Simulated Author's Rebuttal

2 responses · 0 unresolved

Thank you for the opportunity to respond to the referee's report. We address each major comment below.

read point-by-point responses
  1. Referee: Abstract: the central claim that the reduction yields an 'explicit finite-dimensional effective matrix' whose singularity characterizes resonances is load-bearing, yet the provided description contains no derivation steps or explicit form of the projected operator; without these the accuracy of the subsequent subwavelength expansions cannot be verified.

    Authors: The explicit construction of the finite-dimensional matrix via Fourier-Galerkin projection is derived in detail in Section 2 of the manuscript. Starting from the boundary integral formulation of the scattering problem, the operator is projected onto the Fourier basis, yielding the matrix entries as Fourier coefficients that can be computed via FFT. The characterization of resonances as singularities of this matrix is established in Theorem 2.1. The abstract summarizes this reduction concisely, but we will revise it to include a brief reference to the projection step and the resulting matrix form to improve clarity. revision: yes

  2. Referee: The subwavelength asymptotic expansions: the identification of leading-order operators and kernel structure is asserted but no error bound or remainder estimate is referenced, which is required to justify that the low-dimensional nonlinear eigenvalue problem accurately locates the resonances rather than only approximating them.

    Authors: Section 4 presents the subwavelength asymptotic analysis, where we expand the effective matrix in powers of the frequency ω and the material contrast parameter, identifying the leading-order operators and their kernels. The low-dimensional nonlinear eigenvalue problem is obtained by retaining these leading terms. While the formal expansions are provided, we agree that an explicit error bound would strengthen the justification. We will include a new remark or subsection providing the remainder estimate based on the analyticity of the operators in the subwavelength regime. revision: yes

Circularity Check

0 steps flagged

No significant circularity; derivation self-contained from boundary integral formulation

full rationale

The paper begins with the standard boundary integral formulation of the scattering problem, projects the operator onto Fourier modes, and derives an explicit finite-dimensional effective matrix whose singularities locate the resonances. Asymptotic expansions in the subwavelength regime are obtained directly from this projected operator. No step reduces by construction to a fitted parameter, self-citation chain, or renamed input; the low-dimensional nonlinear eigenvalue problem follows from the projection and smoothness hypothesis without circularity.
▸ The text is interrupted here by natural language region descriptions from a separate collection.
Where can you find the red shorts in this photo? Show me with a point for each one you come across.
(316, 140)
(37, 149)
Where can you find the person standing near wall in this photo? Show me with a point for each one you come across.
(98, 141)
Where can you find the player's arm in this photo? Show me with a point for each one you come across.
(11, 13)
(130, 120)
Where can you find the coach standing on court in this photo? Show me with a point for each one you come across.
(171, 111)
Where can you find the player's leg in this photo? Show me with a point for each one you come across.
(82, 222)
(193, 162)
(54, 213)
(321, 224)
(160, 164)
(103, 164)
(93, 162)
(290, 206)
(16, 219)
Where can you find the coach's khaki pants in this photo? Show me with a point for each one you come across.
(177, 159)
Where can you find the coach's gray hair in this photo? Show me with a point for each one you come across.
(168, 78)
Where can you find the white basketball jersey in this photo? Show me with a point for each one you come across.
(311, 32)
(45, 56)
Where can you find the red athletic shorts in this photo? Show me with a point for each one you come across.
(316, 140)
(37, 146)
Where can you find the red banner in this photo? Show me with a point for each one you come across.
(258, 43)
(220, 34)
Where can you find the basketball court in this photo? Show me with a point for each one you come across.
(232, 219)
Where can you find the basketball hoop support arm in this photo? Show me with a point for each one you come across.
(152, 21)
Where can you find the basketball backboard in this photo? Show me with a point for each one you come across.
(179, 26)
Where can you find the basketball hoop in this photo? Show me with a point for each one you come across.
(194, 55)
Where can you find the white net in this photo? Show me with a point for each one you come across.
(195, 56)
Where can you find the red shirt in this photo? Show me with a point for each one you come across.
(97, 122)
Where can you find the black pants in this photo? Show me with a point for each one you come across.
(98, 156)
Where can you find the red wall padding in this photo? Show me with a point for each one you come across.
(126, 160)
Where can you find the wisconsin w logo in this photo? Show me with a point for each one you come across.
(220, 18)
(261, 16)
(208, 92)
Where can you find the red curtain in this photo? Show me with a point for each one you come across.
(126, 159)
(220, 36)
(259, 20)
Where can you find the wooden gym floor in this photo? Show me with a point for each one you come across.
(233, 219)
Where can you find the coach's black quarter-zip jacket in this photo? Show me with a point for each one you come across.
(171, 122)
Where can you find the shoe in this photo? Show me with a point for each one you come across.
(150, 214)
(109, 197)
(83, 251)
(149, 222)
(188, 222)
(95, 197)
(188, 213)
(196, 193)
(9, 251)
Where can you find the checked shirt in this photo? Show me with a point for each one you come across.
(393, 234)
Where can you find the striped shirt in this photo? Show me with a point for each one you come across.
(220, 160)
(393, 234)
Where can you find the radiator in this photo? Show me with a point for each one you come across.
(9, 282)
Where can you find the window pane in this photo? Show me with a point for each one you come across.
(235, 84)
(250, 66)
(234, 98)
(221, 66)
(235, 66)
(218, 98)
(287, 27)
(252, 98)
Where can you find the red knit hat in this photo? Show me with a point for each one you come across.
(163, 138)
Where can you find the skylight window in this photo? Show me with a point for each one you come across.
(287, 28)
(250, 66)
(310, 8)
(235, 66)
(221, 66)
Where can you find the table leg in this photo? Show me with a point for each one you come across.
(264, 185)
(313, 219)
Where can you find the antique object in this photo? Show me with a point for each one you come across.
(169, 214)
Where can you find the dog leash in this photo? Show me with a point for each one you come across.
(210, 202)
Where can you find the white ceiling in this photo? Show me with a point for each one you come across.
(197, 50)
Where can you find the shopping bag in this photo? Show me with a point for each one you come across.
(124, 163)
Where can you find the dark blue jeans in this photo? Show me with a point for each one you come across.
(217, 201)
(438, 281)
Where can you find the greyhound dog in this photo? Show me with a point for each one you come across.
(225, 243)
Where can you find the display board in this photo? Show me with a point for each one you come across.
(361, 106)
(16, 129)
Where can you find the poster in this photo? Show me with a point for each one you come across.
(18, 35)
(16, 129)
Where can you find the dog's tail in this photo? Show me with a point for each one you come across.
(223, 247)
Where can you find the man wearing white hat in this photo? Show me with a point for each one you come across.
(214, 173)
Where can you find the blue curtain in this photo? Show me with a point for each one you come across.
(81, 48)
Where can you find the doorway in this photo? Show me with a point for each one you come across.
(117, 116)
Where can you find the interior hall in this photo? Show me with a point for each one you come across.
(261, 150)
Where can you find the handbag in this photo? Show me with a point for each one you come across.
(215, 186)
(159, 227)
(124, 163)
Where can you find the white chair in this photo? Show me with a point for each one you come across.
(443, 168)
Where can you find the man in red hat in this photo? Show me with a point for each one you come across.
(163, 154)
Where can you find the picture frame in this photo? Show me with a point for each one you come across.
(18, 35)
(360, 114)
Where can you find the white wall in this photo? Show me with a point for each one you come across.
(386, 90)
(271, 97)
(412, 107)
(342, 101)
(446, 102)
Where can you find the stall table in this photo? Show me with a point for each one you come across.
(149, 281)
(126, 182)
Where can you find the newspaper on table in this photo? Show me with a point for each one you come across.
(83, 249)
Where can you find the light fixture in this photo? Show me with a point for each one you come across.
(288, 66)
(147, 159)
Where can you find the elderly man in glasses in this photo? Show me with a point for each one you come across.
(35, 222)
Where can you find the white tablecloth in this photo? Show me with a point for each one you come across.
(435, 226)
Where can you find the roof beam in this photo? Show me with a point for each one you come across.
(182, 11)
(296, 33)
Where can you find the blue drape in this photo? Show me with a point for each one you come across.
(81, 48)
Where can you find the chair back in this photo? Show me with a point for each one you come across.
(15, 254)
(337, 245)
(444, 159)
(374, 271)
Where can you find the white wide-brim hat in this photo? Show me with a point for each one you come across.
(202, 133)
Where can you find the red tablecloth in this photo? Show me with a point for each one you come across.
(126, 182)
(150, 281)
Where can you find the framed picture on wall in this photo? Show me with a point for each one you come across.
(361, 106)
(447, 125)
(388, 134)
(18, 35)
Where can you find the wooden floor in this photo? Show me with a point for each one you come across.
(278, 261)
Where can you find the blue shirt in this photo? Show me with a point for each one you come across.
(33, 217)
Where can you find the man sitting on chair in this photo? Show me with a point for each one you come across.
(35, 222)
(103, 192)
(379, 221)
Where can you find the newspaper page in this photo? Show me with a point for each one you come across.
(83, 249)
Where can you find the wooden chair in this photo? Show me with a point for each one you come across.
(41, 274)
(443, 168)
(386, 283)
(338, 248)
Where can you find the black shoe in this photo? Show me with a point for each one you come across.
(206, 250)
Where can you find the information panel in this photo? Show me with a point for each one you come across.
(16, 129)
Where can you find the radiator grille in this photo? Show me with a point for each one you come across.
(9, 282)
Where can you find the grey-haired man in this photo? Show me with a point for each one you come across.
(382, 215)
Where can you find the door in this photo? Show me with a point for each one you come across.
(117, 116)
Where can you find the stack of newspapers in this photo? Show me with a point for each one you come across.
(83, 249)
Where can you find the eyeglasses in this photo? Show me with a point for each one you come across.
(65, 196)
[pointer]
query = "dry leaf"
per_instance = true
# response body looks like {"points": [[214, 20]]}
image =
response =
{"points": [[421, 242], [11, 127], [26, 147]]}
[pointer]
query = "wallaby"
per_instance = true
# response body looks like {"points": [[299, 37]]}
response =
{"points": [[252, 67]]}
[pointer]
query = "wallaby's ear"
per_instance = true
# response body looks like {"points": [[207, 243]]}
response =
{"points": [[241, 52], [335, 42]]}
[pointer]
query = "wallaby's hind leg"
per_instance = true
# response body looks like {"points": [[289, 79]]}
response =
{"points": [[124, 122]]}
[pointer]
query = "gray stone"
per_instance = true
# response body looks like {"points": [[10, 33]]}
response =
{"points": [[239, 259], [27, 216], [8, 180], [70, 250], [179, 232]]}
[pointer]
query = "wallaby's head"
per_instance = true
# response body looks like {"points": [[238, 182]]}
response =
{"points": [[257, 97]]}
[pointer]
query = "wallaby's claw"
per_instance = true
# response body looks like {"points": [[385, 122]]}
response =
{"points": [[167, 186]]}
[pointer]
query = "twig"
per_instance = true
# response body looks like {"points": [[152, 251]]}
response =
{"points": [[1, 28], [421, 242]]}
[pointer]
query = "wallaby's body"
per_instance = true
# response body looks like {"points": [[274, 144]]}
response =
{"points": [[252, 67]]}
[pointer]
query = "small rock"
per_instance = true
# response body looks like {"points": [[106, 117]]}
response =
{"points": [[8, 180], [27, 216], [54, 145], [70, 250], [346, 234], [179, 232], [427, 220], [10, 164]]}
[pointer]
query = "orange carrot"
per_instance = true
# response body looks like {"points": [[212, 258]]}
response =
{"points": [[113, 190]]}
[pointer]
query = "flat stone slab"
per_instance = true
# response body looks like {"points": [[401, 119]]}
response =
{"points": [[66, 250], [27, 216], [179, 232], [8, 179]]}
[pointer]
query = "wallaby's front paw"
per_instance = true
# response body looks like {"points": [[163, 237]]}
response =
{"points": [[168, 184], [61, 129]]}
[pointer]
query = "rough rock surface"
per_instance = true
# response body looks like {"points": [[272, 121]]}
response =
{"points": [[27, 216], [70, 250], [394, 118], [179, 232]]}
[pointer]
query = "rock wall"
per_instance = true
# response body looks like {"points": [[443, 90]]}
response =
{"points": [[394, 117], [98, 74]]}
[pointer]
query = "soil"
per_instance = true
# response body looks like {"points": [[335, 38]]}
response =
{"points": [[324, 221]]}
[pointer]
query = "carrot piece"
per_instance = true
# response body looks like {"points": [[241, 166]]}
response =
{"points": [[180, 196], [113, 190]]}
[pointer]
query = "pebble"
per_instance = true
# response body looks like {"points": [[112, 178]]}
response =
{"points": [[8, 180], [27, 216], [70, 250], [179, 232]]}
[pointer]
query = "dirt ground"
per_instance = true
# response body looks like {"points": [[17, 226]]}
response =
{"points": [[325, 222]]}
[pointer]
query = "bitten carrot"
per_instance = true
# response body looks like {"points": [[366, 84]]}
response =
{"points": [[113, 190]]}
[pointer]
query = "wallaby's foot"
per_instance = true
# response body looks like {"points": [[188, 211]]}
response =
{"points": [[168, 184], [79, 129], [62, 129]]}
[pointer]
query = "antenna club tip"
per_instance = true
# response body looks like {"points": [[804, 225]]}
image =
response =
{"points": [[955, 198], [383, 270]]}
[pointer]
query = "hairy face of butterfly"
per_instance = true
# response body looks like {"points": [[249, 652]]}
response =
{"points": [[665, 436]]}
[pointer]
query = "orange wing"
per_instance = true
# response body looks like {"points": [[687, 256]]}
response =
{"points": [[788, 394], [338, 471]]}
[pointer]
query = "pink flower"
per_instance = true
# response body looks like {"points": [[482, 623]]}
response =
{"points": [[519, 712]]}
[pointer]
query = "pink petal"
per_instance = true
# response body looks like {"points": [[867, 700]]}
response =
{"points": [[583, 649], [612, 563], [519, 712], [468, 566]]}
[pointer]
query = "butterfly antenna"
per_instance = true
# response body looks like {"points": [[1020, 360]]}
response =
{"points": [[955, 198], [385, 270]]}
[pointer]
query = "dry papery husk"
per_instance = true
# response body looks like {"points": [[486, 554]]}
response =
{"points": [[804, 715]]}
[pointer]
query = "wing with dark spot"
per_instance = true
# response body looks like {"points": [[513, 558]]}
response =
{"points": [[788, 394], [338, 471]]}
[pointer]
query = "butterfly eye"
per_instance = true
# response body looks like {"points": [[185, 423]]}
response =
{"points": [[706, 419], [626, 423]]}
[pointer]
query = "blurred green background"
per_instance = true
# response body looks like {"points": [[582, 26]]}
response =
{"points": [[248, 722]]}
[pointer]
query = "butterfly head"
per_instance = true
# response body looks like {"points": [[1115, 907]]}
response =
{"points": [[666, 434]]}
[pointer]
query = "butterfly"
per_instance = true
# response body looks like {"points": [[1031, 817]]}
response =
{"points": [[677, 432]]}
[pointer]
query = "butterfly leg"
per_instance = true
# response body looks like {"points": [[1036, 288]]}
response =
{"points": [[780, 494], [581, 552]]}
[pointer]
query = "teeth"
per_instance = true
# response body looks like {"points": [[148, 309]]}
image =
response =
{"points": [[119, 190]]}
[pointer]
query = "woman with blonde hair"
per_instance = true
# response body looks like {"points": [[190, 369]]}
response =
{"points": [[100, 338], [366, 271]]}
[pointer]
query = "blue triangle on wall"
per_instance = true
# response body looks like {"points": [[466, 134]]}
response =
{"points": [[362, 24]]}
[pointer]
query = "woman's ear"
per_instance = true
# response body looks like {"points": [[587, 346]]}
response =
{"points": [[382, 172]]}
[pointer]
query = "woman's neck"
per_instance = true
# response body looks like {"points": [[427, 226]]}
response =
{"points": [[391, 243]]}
The construction is internally consistent and externally falsifiable via the underlying integral equation.

Axiom & Free-Parameter Ledger

0 free parameters · 1 axioms · 0 invented entities

The approach rests on standard domain assumptions for boundary integral methods and Fourier expansions on smooth curves; no free parameters or invented entities are introduced in the abstract.

axioms (1)
  • domain assumption The scatterer boundary is smooth
    Required for rapid convergence of Fourier series and validity of the subwavelength asymptotic expansions of the projected operator.